Task ID	Grid shape	Voxels	A100 status	A100 peak (GB)	A100 epoch (s)	H200 status	H200 peak (GB)	H200 epoch (s)	Speedup (H200/A100)
mp-1890579	56 × 56 × 1080	3.4 M	✅	5.50	1.07	✅	5.50	0.70	1.53×
mp-1849767	60 × 60 × 1120	4.0 M	✅	6.50	1.27	✅	6.50	0.78	1.63×
mp-1851604	60 × 60 × 1120	4.0 M	✅	6.50	1.25	✅	6.50	0.78	1.60×
mp-1862536	80 × 80 × 1024	6.6 M	✅	10.40	1.94	✅	10.40	1.36	1.43×
mp-1847208	1120 × 84 × 84	7.9 M	✅	12.49	2.46	✅	12.49	1.51	1.63×
mp-1936557	80 × 756 × 216	13.1 M	✅	20.44	3.73	✅	20.44	2.64	1.41×
mp-1850168	972 × 240 × 128	29.9 M	✅	46.28	8.77	✅	46.28	5.12	1.71×
mp-1887804	320 × 320 × 320	32.8 M	✅	50.59	169.91	✅	50.59	109.60	1.55×
mp-1889246	540 × 144 × 432	33.6 M	✅	51.95	208.94	✅	51.95	135.30	1.54×
mp-1871122	360 × 360 × 360	46.7 M	❌ OOM	—	—	✅	71.90	188.83	—

Summary

Precision	A100 ✅	A100 ❌ OOM	H200 ✅	H200 ❌ OOM
f32	6 / 10	4 / 10	10 / 10	0 / 10
bf16-mixed	9 / 10	1 / 10	10 / 10	0 / 10

Key findings

H200 handles all 10 task IDs under both precisions — all A100 OOMs are resolved by the larger VRAM (139.8 GB).
H200 is consistently 1.4–1.7× faster per epoch across all grid sizes and precisions.

Files

scripts/benchmark_gpus.py -- Reads two JSON result files (one per GPU) produced by

hanaol · 2026-04-13T13:20:28Z

@claude review this PR

claude · 2026-04-13T13:21:01Z

Claude finished @hanaol's task in 1m 26s —— View job

Code Review: `scripts/benchmark_gpus.py`

Gather context
Read changed files
Review code and provide feedback

Overall this is a clean, well-structured comparison script. A few issues to flag:

Bug: `--out` omitted silently discards output

scripts/benchmark_gpus.py:135-140

output = "\n".join(lines)

if args.out:
    args.out.parent.mkdir(parents=True, exist_ok=True)
    args.out.write_text(output)
# no else: print(output)

The module docstring says the default is stdout, but when --out is not passed the output is computed and thrown away — nothing is printed. Fix this →

Minor: Helper functions redefined on every loop iteration

scripts/benchmark_gpus.py:104-117

for tid in all_task_ids:
    key = (tid, prec)
    r1 = idx1.get(key)
    r2 = idx2.get(key)

    def status(r): ...
    def peak_gb(r): ...
    def epoch_s(r): ...

status, peak_gb, and epoch_s don't close over any loop variable — they're pure helpers that get re-created on every iteration of the outer for prec and inner for tid loops. Move them outside the loops (e.g. as module-level helpers or before the lines = [] block). Fix this →

Minor: Metadata table uses generic GPU labels

scripts/benchmark_gpus.py:78-81

a("| GPU | Model | VRAM |")
a("|-----|-------|:----:|")
a(f"| GPU 1 (reference) | {gpu1_name} | {gpu1_info['total_mem_gb']} GB |")
a(f"| GPU 2 | {gpu2_name} | {gpu2_info['total_mem_gb']} GB |")

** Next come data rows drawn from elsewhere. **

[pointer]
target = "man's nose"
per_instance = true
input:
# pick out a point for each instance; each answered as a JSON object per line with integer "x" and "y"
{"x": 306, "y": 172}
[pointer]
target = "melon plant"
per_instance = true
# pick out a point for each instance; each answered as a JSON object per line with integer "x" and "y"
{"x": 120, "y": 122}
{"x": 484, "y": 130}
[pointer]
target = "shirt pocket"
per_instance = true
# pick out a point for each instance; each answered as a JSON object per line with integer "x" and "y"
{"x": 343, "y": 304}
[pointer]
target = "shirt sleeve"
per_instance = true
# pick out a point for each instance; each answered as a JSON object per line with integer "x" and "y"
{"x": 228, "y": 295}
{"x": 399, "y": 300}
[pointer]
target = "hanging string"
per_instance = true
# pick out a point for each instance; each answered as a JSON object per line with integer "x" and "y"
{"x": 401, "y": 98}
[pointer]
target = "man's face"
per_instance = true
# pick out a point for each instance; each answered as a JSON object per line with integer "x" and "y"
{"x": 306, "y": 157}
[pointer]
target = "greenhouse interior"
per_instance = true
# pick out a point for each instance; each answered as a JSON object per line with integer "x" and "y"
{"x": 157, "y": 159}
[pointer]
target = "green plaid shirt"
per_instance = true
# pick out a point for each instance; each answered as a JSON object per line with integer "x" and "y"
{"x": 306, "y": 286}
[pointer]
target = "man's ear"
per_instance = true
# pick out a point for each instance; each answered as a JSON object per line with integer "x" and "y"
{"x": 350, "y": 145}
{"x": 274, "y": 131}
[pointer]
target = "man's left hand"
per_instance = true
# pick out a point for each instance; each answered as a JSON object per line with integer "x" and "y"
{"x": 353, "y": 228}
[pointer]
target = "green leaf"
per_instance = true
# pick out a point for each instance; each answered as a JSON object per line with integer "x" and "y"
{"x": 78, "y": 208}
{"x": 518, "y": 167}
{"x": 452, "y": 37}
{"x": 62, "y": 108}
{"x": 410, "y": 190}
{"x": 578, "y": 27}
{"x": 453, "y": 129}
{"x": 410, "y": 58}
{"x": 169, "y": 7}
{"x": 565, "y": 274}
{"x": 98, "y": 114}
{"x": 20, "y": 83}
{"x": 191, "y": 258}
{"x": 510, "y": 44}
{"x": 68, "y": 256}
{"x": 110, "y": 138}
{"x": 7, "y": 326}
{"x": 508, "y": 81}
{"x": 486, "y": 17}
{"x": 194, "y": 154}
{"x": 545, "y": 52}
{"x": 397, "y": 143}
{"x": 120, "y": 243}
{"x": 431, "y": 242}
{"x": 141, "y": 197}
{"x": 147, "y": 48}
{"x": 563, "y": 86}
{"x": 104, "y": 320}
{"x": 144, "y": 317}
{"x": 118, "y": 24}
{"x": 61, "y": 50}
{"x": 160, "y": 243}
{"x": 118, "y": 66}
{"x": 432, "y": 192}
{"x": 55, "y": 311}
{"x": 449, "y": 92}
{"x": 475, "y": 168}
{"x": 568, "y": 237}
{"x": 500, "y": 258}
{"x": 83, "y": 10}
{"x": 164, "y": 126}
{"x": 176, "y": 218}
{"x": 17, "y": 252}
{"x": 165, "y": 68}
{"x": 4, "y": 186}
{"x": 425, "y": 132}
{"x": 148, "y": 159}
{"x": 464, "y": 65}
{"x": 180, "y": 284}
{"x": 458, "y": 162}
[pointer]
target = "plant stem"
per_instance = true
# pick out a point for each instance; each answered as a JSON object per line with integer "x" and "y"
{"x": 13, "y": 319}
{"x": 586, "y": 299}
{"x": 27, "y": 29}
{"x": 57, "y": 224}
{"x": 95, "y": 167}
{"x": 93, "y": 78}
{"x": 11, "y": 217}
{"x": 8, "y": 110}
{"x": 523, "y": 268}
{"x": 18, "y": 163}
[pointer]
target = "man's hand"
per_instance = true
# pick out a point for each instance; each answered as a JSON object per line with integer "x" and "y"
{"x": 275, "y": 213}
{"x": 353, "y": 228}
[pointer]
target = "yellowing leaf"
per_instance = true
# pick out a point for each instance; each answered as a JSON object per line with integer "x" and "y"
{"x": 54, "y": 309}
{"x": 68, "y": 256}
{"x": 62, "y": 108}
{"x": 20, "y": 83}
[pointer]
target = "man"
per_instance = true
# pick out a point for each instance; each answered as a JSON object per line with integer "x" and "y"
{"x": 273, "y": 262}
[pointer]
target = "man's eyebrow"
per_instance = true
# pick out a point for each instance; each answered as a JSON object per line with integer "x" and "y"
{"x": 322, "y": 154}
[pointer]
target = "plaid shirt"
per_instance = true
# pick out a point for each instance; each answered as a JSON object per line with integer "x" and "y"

The label column uses the hardcoded strings "GPU 1 (reference)" / "GPU 2" while the per-precision tables use gpu1_name / gpu2_name. Consider using the actual GPU names here as well for consistency (e.g. f"| {gpu1_name} (reference) | ... |"). Fix this →

Nit: Ratio uses lowercase `x` instead of `×`

scripts/benchmark_gpus.py:34

return f"{a / b:.2f}x"

The PR description uses the proper multiplication sign ×. Using × here would make the markdown output match. Minor, but worth keeping consistent.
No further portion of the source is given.